Fall 2024 Midterm Questions

The four questions below appeared on the midterm exam of Fall 2024.

Question 1 : Isoefficiency

Consider the communication and computation costs (as functions of dimension \(n\) and number of processors \(p\)) in the running times \(t^{(A)}(n,p)\) and \(t^{(B)}(n,p)\) of two programs, respectively \(A\) and \(B\):

\[\begin{array}{lll} {\displaystyle t^{(A)}(n,p) = t^{(A)}_{\rm comm}(n,p) + t^{(A)}_{\rm comp}(n,p),} & {\displaystyle t^{(A)}_{\rm comm}(n,p) = n \log(p),} & {\displaystyle t^{(A)}_{\rm comp}(n,p) = n^2/p,} \end{array}\]
\[\begin{array}{lll} {\displaystyle t^{(B)}(n,p) = t^{(B)}_{\rm comm}(n,p) + t^{(B)}_{\rm comp}(n,p),} & {\displaystyle t^{(B)}_{\rm comm}(n,p) = p + n^2 p,} & {\displaystyle t^{(B)}_{\rm comp}(n,p) = n^3/p.} \end{array}\]
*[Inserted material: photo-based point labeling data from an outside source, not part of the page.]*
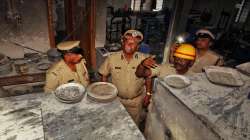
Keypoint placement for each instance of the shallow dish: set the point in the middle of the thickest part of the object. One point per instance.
(70, 93)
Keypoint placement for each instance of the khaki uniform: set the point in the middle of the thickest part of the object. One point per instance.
(130, 88)
(165, 70)
(208, 59)
(60, 74)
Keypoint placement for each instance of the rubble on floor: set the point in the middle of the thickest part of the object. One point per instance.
(223, 76)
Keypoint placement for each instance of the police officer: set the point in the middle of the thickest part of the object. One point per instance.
(70, 69)
(205, 57)
(184, 58)
(122, 66)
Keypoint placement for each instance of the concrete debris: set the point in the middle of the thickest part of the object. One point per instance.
(177, 81)
(223, 76)
(244, 68)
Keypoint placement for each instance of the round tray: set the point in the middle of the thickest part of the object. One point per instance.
(70, 93)
(102, 92)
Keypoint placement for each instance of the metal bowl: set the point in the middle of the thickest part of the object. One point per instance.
(70, 93)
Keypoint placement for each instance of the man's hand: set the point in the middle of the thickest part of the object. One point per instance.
(149, 63)
(146, 101)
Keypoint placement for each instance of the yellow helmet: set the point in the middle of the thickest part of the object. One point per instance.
(185, 51)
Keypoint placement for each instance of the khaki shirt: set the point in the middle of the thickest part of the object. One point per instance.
(165, 70)
(208, 59)
(60, 73)
(123, 74)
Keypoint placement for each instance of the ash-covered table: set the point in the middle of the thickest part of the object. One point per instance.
(205, 110)
(41, 116)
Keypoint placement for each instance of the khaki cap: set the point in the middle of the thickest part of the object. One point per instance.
(67, 45)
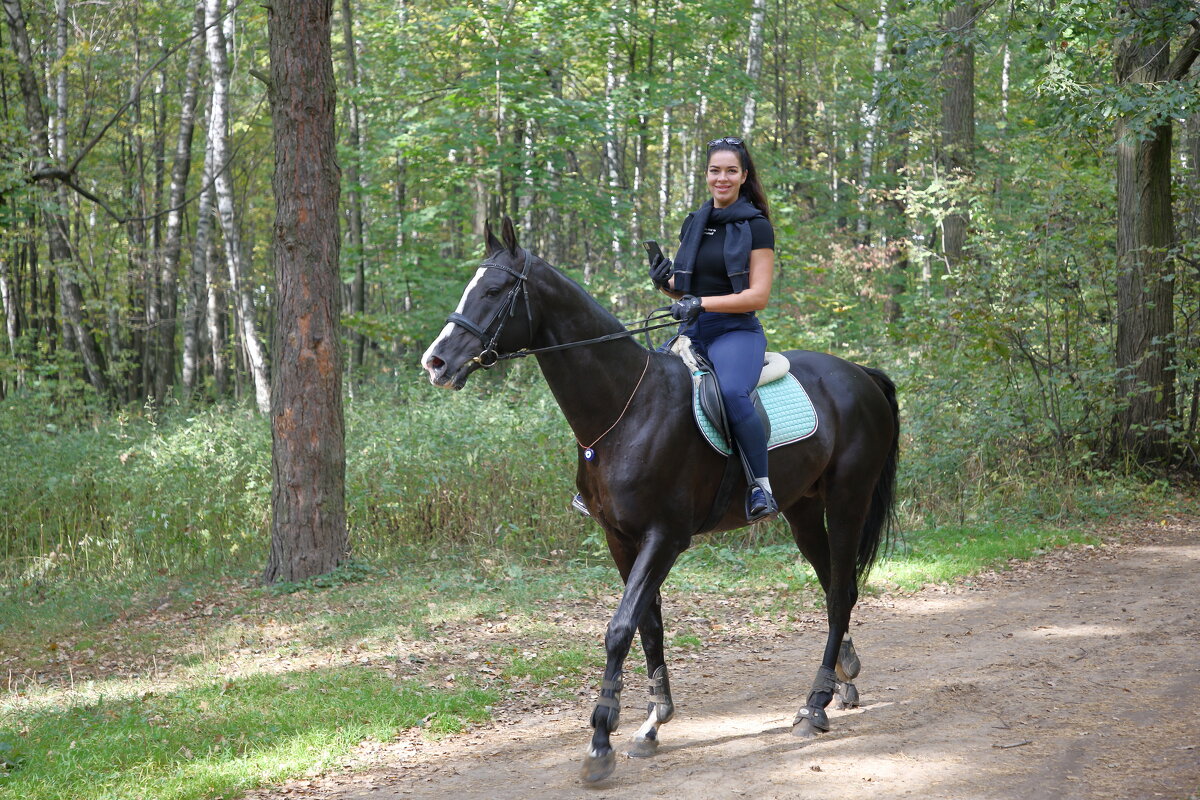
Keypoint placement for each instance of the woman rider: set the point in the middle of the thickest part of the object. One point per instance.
(720, 277)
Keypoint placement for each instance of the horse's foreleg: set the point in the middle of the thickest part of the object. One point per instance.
(660, 708)
(648, 572)
(846, 671)
(841, 594)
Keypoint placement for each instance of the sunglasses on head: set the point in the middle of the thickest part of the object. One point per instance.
(730, 140)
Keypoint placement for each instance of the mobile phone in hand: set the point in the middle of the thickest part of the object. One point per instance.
(653, 251)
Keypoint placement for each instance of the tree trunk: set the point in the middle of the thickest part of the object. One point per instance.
(239, 284)
(180, 168)
(957, 154)
(214, 308)
(754, 66)
(57, 224)
(353, 178)
(1145, 235)
(611, 154)
(665, 162)
(309, 456)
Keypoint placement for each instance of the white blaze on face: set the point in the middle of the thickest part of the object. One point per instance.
(449, 326)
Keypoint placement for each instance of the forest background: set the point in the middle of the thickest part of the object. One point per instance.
(996, 203)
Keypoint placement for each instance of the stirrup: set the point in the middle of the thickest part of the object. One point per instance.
(577, 504)
(763, 509)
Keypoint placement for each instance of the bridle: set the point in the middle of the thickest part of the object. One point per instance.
(490, 356)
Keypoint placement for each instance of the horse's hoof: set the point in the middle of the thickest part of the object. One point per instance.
(846, 697)
(809, 722)
(642, 747)
(805, 729)
(598, 768)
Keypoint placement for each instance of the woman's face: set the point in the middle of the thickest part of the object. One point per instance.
(725, 176)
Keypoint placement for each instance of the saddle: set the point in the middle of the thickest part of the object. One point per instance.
(778, 395)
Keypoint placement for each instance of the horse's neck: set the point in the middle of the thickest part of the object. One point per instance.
(592, 383)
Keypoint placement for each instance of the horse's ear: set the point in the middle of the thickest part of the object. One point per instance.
(491, 244)
(510, 235)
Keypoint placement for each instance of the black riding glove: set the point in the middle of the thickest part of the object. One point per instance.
(687, 308)
(660, 272)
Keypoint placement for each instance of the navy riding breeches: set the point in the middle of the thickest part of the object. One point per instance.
(736, 344)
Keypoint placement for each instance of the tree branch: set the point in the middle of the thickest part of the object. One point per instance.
(136, 91)
(1187, 54)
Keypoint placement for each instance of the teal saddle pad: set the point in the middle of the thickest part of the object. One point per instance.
(790, 408)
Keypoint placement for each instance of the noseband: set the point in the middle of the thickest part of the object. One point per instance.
(490, 356)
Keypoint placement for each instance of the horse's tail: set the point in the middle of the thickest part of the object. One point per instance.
(881, 522)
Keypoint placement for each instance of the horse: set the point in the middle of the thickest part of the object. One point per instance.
(649, 479)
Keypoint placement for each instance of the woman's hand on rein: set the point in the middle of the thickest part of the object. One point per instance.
(687, 308)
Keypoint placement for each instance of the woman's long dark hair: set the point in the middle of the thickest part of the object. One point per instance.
(753, 188)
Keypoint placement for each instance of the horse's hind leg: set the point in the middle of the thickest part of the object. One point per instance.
(833, 555)
(660, 708)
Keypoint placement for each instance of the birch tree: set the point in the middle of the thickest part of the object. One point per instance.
(222, 180)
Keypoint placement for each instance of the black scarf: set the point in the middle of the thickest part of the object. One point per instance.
(736, 217)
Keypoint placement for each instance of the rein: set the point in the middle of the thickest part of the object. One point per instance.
(507, 310)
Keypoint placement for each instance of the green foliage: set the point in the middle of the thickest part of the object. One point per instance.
(217, 738)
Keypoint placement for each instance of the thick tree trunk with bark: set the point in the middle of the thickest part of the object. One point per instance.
(309, 457)
(1145, 235)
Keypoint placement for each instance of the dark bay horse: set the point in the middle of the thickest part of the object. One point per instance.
(649, 479)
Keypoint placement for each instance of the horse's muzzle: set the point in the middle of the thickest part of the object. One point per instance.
(443, 377)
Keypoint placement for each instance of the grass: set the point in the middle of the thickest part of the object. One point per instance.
(215, 738)
(316, 671)
(130, 553)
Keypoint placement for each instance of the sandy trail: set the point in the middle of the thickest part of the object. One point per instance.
(1075, 677)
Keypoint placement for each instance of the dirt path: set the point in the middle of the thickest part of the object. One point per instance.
(1077, 677)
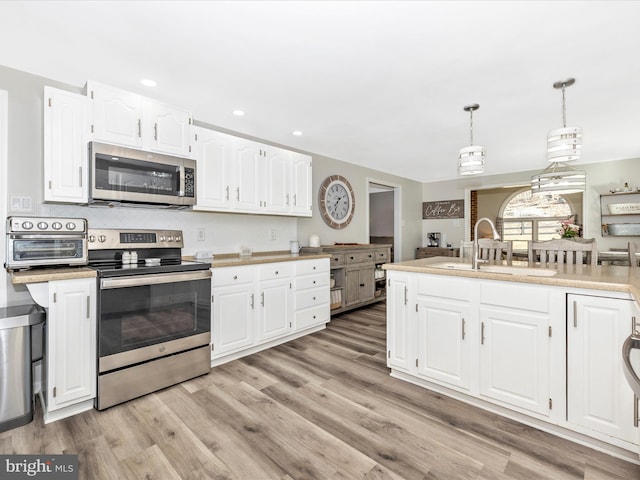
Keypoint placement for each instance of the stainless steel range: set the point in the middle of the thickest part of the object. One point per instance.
(154, 313)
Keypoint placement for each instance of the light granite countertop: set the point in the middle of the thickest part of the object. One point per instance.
(38, 275)
(602, 277)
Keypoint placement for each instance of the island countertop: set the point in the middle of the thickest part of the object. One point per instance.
(601, 277)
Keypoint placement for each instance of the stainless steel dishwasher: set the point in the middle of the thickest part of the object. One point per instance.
(16, 384)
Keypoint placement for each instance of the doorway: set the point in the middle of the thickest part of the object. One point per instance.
(384, 214)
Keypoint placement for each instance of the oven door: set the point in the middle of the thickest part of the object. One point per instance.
(143, 317)
(26, 250)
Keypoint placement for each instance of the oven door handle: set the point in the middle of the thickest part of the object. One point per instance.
(155, 279)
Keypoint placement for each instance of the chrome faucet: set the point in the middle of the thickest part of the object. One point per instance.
(475, 261)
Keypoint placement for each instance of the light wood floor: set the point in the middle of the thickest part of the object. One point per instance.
(320, 407)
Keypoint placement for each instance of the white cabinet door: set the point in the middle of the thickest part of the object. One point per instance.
(233, 318)
(166, 128)
(277, 180)
(300, 198)
(247, 167)
(275, 309)
(65, 146)
(116, 115)
(71, 343)
(444, 344)
(401, 334)
(213, 153)
(514, 358)
(599, 397)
Which program scales best? Use isoefficiency to justify your answer.

Illustrate with values for \(p\) between from 2 and 256, and for \(n\) between 10,000 and 100,000.

Evaluating the efficiencies for both programs gives Table 19 and Table 20, indexed by the number of processors in 2, 4, 8, 16, 32, 64, 128, 256, in the rows, and for the columns by the dimensions in 10000, 20000, 50000, 100000.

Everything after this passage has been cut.